The stillness of the place always gnawed at her. No voices, no dogs, not even the distant bang of a hammer. Just heat and dust and the faint whisper of wind moving through empty alleyways.
It was soon to be nothing more than a ghost town she passed on her patrols. But for while a good few folks remained, so did she, passing through.
The Del Lobo gang was a well-known problem around these parts. Good money in chasing them, though. The Pinkertons paid well for corpses and names scratched off wanted posters. Every time she brought in a new head her bosses sent her out further and further west to chase them down. Then she would bring in whichever new head honcho the idiots decided to put in charge and go home with a fat paycheck.
Not as good as what she might’ve made with a different name and the right skin, but better than what most women ever saw.
She counted her blessings.
Inside the sheriff’s office, it was dim and musty. The only sound came from the creak of her boots on the floorboards and the slow drip of a leaky pipe in the corner.

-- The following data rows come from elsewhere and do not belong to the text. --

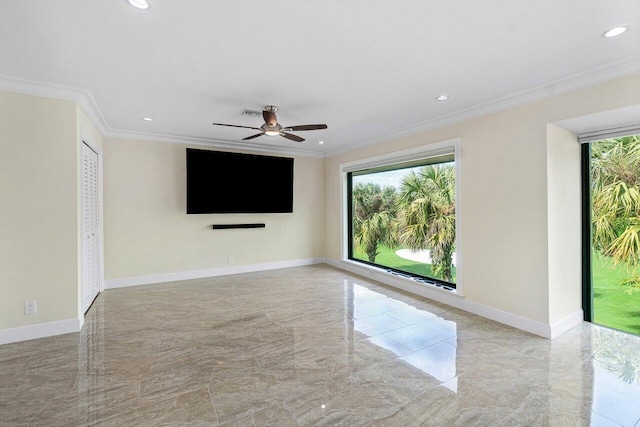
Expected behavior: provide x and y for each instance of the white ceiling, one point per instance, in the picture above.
(369, 69)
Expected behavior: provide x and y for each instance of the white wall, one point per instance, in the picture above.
(38, 210)
(148, 233)
(564, 219)
(510, 217)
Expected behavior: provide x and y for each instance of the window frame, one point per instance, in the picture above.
(424, 152)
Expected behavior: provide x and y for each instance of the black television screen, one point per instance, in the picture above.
(223, 182)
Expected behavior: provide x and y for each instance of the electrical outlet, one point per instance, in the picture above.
(30, 307)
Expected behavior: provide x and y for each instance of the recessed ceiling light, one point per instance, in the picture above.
(616, 31)
(139, 4)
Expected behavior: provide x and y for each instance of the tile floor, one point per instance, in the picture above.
(311, 346)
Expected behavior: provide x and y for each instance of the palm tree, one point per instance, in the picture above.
(615, 183)
(428, 215)
(374, 216)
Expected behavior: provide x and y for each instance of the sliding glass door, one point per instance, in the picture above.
(611, 228)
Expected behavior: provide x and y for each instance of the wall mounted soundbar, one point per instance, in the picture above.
(226, 226)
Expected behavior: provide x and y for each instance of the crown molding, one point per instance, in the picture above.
(582, 80)
(82, 97)
(207, 142)
(575, 82)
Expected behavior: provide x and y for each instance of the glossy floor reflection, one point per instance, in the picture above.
(311, 346)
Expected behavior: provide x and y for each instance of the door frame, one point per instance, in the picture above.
(90, 142)
(587, 278)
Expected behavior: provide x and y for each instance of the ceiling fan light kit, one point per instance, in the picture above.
(271, 127)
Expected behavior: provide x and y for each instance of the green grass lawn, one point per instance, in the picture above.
(612, 306)
(388, 257)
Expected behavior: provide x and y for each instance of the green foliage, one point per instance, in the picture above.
(421, 215)
(374, 213)
(428, 216)
(615, 186)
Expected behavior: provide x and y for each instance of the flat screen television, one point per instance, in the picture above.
(220, 182)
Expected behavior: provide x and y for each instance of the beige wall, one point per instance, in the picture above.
(147, 230)
(564, 220)
(38, 209)
(509, 216)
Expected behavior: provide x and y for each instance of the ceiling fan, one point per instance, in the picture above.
(271, 126)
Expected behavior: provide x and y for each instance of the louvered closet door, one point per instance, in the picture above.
(90, 227)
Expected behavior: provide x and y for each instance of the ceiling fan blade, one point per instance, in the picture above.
(236, 126)
(270, 117)
(305, 127)
(253, 136)
(292, 137)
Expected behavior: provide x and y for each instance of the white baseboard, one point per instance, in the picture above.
(211, 272)
(40, 330)
(563, 325)
(458, 301)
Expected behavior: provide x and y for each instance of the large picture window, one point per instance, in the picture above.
(401, 216)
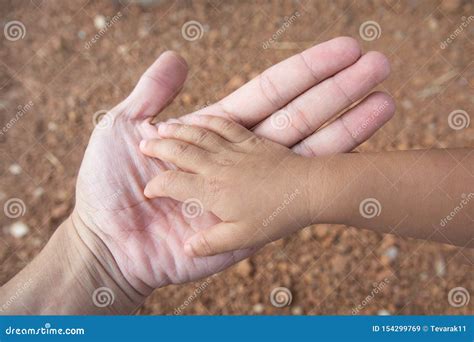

A single, lonesome figure sat hunched behind his desk, a dark cloud clinging to his face. His fingers wrapped tight around a chipped mug, swirling what looked like yesterday’s coffee.
“Trouble?” Lux guessed as Sheriff Freeman looked up.
The man snorted, swishing the grinds of coffee beans around in his mug. “Miss Crownguard.” He gave her a tired once-over. “I suggest you keep on riding. This one’s too big for a woman like you.”
Lux forced herself to stop her hackles from rising. “You think it’s too big for the Pinkertons?”
She stepped closer, casting her gaze toward the back wall. The two jail cells stood empty—no surprise there. But the bounty board… that was new.
“‘The Loose Cannon,’” she read, trailing the pad of her fingertip over the hastily nailed-up poster. “That’s a mighty high reward, sheriff. Eight hundred dollars?”
The mug hit the desk with a thud. Freeman stood suddenly, face pale beneath the stubble.
“You don’t want that job,” he growled. “You barely kept pace with the Del Lobo scum. This ain’t a ride-along job, girl. You go after the Loose Cannon, and you’ll be ash by sundown.”
Lux ran her tongue along the seam of the inside of her mouth, thinking. The Loose Cannon had no picture or drawing attached to his poster, only a list of crimes so extensive one might think it was made up, along with a cost higher than she had even seen for a bounty in her damn life.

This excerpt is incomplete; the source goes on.